I’m working on a project where I am using Grails as a content delivery layer for an XML based content management system.  The content management system has the ability to publish XHTML content with inline links and images; however the inline img and a tags reference the content as relative paths.  I need the links to internal pages to be absolute from the server root (ie /sub/content.html rather than sub/content.html) and I am hosting all static content like images at Amazon S3 so I need the image links to be absolute to a different DNS name (ie http://media.mywebsite.com/images/image.jpg rather than images/image.jpg).

Instead of implementing some hacks in the CMS itself, I opted to do the transformation in Grails as the content was rendered allowing greater flexibility.  I created a taglib for rendering the XHTML block that does a Groovy replaceAll with regular expressions.  The tag gets called like this: <g:processXHTML content=”${content.mainBody.text()}”/> .  My GSP has reference to a content variable that is an XMLSlurped xml document with a mainBody tag.  Here is the code for the tag:

/**
 * Given XHTML content will return the same content with any relative a tag hrefs prefixed with a /
 * and any relative images prefixed with the mediaURL
 */

def processIngeniuxXHTML = {attrs ->
  def content = attrs.content
  def rootURL = grailsApplication.config.mediaURL

  if (content) {
    // first look for links within the content that are relative URLS and prefix with a slash so they are
    // resolved from the root rather than the current context
    def regex = /(< \s*a\s+[^>]*href\s*=\s*[\"'])(?!http)([^\"'>]+)[\"'>]/
    def replace = { fullMatch, a, b ->
      if (b[0] != "/"){
        // for some reason it's not outputing the closing quote so I added it at then end explicitly
        "${a}/${b}\""
      } else
        "${fullMatch}"
    }

    content = content.replaceAll(regex, replace)

    // second if there are any images referenced with relative URLs, prefix with the DNS for the S3 bucket
    regex = /(< \s*img\s+[^>]*src\s*=\s*[\"'])(?!http)([^\"'>]+)[\"'>]/
    replace = { fullMatch, a, b ->
      if (b[0] != "/"){
        // for some reason it's not outputing the closing quote so I added it at then end explicitly
        "${a}${rootURL}/${b}\""
      } else
        "${fullMatch}"
    }

    out < < content.replaceAll(regex, replace)
  }
}

And here are the test conditions to demonstrate what’s expected:

void testProcessXHTML() {
  ContentUtilTagLib tl = new ContentUtilTagLib()
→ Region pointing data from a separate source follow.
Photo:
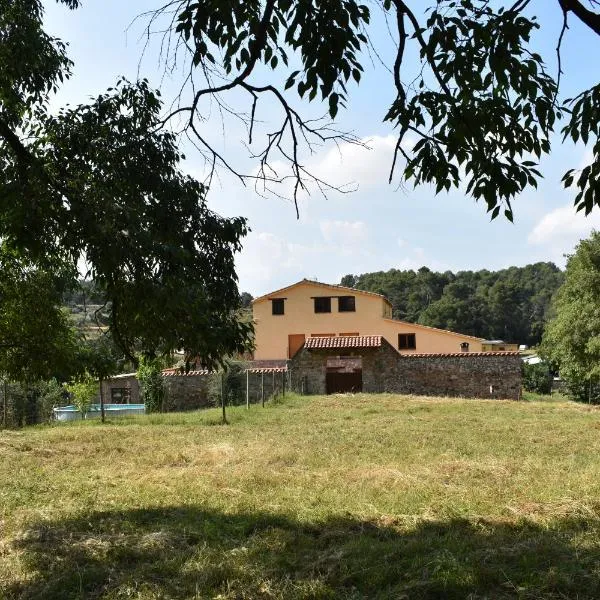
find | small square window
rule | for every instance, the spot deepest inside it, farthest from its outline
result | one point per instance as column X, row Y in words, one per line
column 278, row 306
column 322, row 304
column 407, row 341
column 346, row 304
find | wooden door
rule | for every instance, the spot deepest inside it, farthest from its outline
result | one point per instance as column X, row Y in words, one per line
column 295, row 342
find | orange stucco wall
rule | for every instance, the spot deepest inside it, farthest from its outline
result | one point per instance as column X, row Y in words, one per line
column 370, row 318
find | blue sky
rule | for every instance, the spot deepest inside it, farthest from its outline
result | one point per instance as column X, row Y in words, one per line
column 376, row 227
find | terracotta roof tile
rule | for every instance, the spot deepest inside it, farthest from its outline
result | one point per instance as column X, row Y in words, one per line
column 267, row 370
column 362, row 341
column 320, row 283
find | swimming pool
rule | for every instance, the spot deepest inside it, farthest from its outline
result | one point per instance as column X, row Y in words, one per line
column 71, row 413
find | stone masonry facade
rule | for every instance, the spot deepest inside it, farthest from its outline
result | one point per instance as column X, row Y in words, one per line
column 469, row 375
column 186, row 392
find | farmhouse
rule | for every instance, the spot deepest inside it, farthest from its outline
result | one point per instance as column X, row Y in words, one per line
column 286, row 318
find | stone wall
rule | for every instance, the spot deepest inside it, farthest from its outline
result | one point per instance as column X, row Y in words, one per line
column 470, row 375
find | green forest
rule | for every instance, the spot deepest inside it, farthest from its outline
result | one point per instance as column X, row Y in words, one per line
column 512, row 304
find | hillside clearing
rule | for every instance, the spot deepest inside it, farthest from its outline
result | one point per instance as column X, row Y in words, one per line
column 316, row 497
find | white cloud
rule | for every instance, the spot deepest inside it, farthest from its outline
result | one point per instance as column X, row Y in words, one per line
column 365, row 165
column 561, row 229
column 344, row 233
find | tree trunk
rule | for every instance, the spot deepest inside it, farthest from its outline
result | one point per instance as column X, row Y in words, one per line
column 102, row 415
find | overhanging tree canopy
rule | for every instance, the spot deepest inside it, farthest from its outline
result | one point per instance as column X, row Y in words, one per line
column 481, row 109
column 102, row 182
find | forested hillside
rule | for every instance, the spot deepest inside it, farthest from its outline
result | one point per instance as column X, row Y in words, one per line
column 511, row 304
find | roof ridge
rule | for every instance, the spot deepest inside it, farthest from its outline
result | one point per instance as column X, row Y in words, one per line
column 472, row 337
column 329, row 285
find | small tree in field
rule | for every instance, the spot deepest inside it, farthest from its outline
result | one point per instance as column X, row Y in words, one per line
column 152, row 388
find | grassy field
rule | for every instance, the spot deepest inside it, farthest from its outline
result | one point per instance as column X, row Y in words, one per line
column 319, row 497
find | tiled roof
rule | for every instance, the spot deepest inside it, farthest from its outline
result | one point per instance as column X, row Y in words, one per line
column 361, row 341
column 327, row 285
column 458, row 354
column 419, row 326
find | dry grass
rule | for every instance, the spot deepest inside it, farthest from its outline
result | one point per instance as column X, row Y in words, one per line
column 323, row 497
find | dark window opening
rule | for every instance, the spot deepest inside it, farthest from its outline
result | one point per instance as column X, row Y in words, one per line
column 323, row 304
column 120, row 395
column 346, row 304
column 278, row 306
column 407, row 341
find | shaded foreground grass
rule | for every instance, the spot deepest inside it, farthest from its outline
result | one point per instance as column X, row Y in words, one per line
column 338, row 497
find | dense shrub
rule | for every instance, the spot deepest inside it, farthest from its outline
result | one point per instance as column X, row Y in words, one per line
column 231, row 382
column 152, row 389
column 30, row 404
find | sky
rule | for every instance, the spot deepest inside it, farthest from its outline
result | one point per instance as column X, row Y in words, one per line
column 374, row 226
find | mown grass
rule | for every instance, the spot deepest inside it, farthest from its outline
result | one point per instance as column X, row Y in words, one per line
column 318, row 497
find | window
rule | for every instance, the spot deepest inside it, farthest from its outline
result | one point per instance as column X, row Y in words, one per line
column 120, row 395
column 323, row 304
column 407, row 341
column 346, row 304
column 278, row 307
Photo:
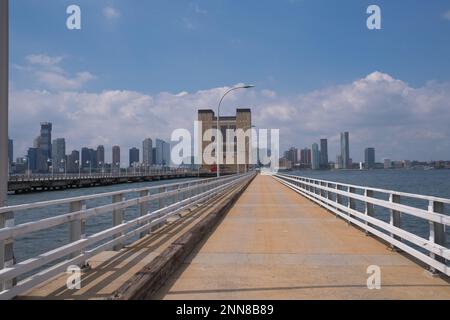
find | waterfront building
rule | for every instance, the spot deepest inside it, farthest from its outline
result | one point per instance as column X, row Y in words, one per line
column 345, row 150
column 100, row 157
column 387, row 163
column 315, row 153
column 73, row 162
column 59, row 155
column 324, row 153
column 44, row 140
column 116, row 157
column 32, row 160
column 369, row 157
column 134, row 157
column 243, row 121
column 147, row 152
column 10, row 151
column 88, row 158
column 338, row 164
column 305, row 158
column 291, row 155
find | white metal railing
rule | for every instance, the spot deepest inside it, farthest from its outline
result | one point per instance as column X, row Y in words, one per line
column 342, row 199
column 82, row 247
column 96, row 175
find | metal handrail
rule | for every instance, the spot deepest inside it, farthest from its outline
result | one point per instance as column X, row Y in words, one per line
column 386, row 191
column 95, row 196
column 77, row 249
column 322, row 193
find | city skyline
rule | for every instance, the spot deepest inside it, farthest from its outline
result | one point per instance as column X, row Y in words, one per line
column 399, row 110
column 49, row 154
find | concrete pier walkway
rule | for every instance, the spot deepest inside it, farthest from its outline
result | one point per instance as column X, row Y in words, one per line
column 275, row 244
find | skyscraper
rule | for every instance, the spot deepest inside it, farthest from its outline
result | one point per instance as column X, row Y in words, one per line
column 147, row 152
column 159, row 148
column 324, row 153
column 59, row 155
column 315, row 157
column 305, row 157
column 10, row 151
column 100, row 156
column 345, row 150
column 369, row 157
column 32, row 159
column 88, row 158
column 134, row 156
column 166, row 154
column 116, row 157
column 73, row 162
column 291, row 155
column 45, row 139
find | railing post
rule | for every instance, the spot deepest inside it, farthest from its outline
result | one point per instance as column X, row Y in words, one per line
column 338, row 196
column 77, row 227
column 369, row 207
column 395, row 216
column 117, row 219
column 162, row 200
column 7, row 259
column 437, row 231
column 143, row 210
column 329, row 194
column 351, row 202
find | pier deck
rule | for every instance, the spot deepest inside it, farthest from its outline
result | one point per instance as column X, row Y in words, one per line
column 276, row 244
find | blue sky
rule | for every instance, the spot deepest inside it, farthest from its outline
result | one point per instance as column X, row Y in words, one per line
column 290, row 49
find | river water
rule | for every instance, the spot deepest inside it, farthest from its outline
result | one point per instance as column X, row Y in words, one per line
column 432, row 182
column 43, row 241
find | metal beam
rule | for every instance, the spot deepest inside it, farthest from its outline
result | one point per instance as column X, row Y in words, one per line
column 7, row 218
column 4, row 59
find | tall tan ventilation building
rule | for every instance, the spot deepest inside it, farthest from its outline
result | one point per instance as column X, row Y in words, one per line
column 242, row 120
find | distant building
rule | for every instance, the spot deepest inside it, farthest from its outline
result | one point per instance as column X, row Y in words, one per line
column 285, row 164
column 73, row 162
column 147, row 152
column 292, row 155
column 338, row 164
column 305, row 157
column 32, row 156
column 345, row 150
column 242, row 120
column 324, row 153
column 315, row 157
column 162, row 153
column 387, row 163
column 45, row 139
column 59, row 155
column 10, row 151
column 134, row 157
column 369, row 158
column 166, row 154
column 116, row 157
column 88, row 158
column 100, row 157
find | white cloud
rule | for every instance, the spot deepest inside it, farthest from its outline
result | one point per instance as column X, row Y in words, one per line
column 447, row 15
column 43, row 60
column 49, row 73
column 58, row 81
column 111, row 13
column 379, row 111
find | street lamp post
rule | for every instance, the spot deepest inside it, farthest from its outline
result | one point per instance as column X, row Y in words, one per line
column 7, row 246
column 65, row 167
column 79, row 168
column 219, row 144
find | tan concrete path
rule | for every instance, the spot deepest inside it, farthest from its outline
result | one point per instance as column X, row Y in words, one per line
column 275, row 244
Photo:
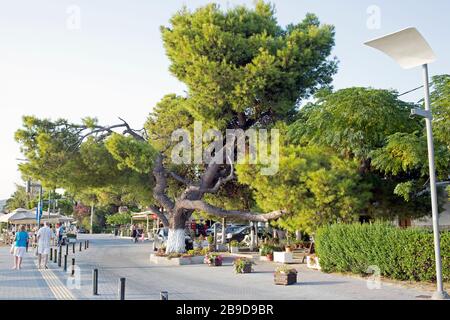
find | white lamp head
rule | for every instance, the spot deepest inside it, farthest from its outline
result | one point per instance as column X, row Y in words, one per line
column 407, row 47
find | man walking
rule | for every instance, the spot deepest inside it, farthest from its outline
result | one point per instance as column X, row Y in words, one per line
column 44, row 237
column 59, row 234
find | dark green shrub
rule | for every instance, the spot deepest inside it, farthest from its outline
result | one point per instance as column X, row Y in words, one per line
column 400, row 254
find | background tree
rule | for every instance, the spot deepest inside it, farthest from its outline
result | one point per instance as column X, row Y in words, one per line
column 19, row 199
column 373, row 127
column 242, row 71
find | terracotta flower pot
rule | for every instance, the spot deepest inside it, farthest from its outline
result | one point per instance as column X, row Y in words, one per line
column 285, row 279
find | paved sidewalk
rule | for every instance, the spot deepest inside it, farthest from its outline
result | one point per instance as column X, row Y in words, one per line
column 24, row 284
column 116, row 258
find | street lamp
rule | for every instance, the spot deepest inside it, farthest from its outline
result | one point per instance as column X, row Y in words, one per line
column 410, row 49
column 39, row 208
  def i = """<div><a href="Explore/test"/>"""
  def o = """<div><a href="/Explore/test"/></div>"""

  tl.processXHTML(content: i)
  assertEquals o, out.toString()
  out.getBuffer().setLength(0)

  i = """<div><a alt="blah" href="Explore/test"/></div>"""
  o = """<div><a alt="blah" href="/Explore/test"/></div>"""

  tl.processXHTML(content: i)
  assertEquals o, out.toString()
  out.getBuffer().setLength(0)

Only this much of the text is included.